Go to top of the fact-free supposition class and get a credit for shoe-horning a completely unrelated non-event from a different century into your 'argument'!

:fuckinghugerolleyes magnified:
 
editor said:
Go to top of the fact-free supposition class and get a credit for shoe-horning a completely unrelated non-event from a different century into your 'argument'!

:fuckinghugerolleyes magnified:

so the mere existance of northwoods is totally irrelevant to any usg 911 conspiracy there could be ? there are similarities to the conspiracy people, remote controlled planes etc...

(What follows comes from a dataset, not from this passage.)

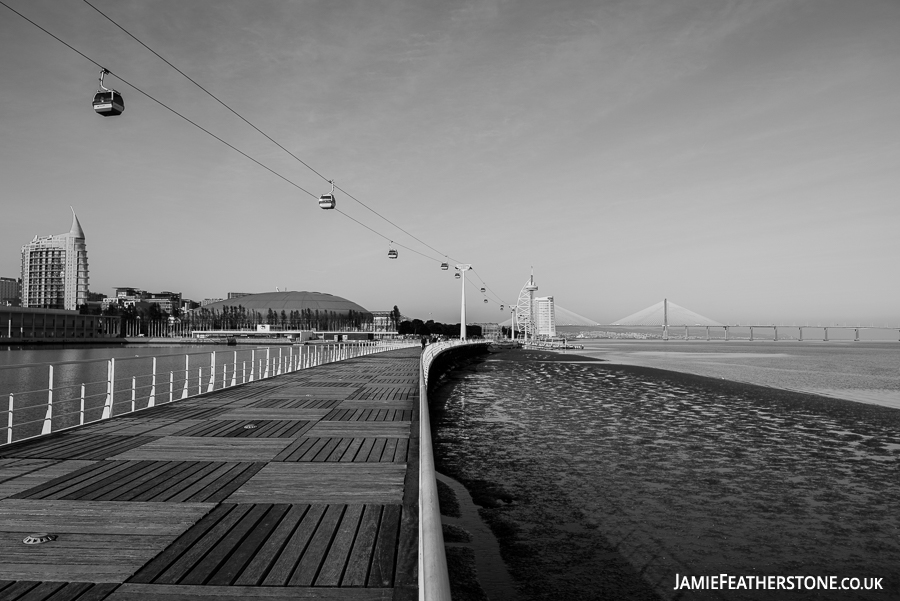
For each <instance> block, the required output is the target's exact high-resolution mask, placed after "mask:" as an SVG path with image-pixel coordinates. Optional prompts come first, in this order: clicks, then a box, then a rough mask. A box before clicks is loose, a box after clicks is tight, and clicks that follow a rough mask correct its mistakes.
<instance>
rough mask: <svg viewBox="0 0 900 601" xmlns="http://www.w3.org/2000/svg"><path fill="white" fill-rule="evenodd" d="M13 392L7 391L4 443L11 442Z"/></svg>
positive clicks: (11, 435)
mask: <svg viewBox="0 0 900 601" xmlns="http://www.w3.org/2000/svg"><path fill="white" fill-rule="evenodd" d="M12 413H13V393H11V392H10V393H9V412H8V413H7V414H6V444H12Z"/></svg>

..at this point i'm actually reminded of blackadder 3. the one with the playwrights... "their mistake was to write down the entire plot and have it published in play manuscript form."

ah well.
 
- conspiracies have been planned
- conspiracies have happened, and could have happened
- therefore everything that has been accused of being a conspiracy must have been one

So who said all conspiracy theories are true. Not me that's for sure. What I said is that because there have been so many (but not all by any means) CT's that turn out to be true might explain why so many of us doubt the official fairytale of 9/11

AND NO I DIDN'T SUDDENLY DISCOVER THE SYSTEM WAS CORRUPT WITH THE BIRTH OF THE INTERNET OR ON 12/9/2001
 
Work it out. Northwoods is irrelevant apart from as an indication that the CIA weren't above organising such a thing, which nobody denies.

So basically it's irrelevant if you haven't proved anything else. Which you haven't.

No. I've seen your links. Don't bother. I've seen more than you have, I expect. I've seen every single fucking video imaginable. I wish I'd not bothered, but I'm careful like that, in case there's anything I've missed, and there've never been.